Firefox:No longer trust the new certificate CNNIC

Mozilla no longer trust the new certificate CNNIC

Mozilla no longer trust the new certificate CNNIC

Article translated from Mozilla blogoriginal。I Caishuxueqian,Omissions are inevitable if the error message welcome treatise!

Last week, Mozilla NoticeOne called CNNIC Intermediate Certificate Authority issued a certificate unfettered,Domain name then this certificate will be used to give the recipient does not have control over the domain name or a certificate (for example,:Middle attack)。
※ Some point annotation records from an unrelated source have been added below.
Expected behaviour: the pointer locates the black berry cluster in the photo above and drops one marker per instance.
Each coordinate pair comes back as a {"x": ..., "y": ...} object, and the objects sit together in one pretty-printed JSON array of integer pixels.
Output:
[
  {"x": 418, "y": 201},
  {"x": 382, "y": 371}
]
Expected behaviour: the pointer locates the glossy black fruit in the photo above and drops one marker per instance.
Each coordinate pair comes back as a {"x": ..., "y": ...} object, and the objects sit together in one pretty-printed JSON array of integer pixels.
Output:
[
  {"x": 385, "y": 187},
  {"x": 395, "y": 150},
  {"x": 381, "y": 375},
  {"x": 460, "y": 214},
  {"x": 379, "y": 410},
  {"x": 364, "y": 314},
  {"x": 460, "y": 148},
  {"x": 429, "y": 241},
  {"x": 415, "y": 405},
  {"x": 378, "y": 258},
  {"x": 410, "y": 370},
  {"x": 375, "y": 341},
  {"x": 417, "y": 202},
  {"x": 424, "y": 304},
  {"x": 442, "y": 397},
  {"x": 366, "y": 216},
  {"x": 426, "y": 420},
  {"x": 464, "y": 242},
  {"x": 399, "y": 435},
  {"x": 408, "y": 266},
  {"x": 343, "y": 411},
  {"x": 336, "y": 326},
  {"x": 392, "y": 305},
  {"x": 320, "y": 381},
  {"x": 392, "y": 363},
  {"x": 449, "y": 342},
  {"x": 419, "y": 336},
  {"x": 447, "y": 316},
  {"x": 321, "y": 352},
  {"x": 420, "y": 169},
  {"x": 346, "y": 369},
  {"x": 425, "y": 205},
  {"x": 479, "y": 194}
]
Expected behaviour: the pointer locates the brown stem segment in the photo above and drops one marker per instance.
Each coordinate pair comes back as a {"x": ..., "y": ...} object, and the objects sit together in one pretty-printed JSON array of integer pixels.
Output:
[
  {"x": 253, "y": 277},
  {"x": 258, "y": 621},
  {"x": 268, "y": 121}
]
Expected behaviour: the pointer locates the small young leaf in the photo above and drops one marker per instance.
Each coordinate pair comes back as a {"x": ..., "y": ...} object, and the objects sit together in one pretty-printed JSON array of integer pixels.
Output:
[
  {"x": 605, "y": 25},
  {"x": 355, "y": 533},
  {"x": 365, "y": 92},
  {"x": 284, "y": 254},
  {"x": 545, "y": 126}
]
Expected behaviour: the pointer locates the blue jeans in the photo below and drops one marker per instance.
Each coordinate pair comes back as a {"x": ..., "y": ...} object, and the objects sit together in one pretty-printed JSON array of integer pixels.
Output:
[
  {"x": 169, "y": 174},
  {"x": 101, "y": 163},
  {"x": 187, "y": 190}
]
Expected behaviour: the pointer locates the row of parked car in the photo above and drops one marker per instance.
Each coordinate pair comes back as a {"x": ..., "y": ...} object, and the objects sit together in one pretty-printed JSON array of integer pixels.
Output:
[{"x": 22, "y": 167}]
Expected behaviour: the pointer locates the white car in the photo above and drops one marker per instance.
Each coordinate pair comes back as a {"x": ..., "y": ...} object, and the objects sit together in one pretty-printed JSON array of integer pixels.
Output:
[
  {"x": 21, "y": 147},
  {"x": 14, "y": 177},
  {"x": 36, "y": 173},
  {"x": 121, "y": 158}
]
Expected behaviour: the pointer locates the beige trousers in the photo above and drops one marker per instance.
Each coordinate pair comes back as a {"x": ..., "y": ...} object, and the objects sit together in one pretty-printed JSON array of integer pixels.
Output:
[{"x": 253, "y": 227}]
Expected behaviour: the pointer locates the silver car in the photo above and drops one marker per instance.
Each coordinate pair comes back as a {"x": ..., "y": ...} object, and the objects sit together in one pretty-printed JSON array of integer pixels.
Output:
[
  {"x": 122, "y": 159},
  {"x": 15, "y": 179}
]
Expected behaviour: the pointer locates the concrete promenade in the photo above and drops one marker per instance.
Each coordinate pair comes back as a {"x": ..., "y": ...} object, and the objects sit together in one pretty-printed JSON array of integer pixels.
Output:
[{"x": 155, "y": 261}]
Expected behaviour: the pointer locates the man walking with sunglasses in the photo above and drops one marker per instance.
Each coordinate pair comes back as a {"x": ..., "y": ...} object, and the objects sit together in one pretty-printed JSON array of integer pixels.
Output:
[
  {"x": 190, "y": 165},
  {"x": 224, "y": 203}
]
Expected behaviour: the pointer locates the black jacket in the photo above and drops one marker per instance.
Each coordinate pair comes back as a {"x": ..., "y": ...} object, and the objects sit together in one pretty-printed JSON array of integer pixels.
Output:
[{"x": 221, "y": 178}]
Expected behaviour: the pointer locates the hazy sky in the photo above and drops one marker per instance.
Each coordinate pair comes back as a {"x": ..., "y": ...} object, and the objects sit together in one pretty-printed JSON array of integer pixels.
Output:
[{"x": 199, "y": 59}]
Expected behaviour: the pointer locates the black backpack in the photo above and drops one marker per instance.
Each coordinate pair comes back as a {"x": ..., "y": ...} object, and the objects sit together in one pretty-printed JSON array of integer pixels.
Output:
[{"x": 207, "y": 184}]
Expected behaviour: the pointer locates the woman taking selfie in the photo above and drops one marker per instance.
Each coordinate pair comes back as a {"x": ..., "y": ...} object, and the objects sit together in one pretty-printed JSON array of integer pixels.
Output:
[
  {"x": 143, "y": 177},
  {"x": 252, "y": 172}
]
We call this intermediate certificate revocation directly added to the Firefox system (OneCRL) The interrogation,And to investigate the matter further。

After reviewing the case and carried out a public in our mailing listheated discussionafter that, we come to the conclusion,CNNIC issued unfettered intermediate certificate to the company's behavior in PKI behavior is without precedent,And there is no oversight of the private key is stored in the control or Mozilla's CA certificate policy enforcementSpeaking,This behavior is "extremely serious misconduct"。So,After public discussion and taking into account the scope and impact of a series of options we decided to update the code,Mozilla's product will not trust any certificate CNNIC root certificate in April 1, 2015 and later issued。More details of this incident we are and how we reach decisions together wrote aLonger documents

If you wish CNNIC,Can re-apply Mozilla accepts all certificates with the storage and removal of such restrictions,Mozilla community to fully complete after Mozilla may be added to the additional demand for the event include process。This will Forum discussion。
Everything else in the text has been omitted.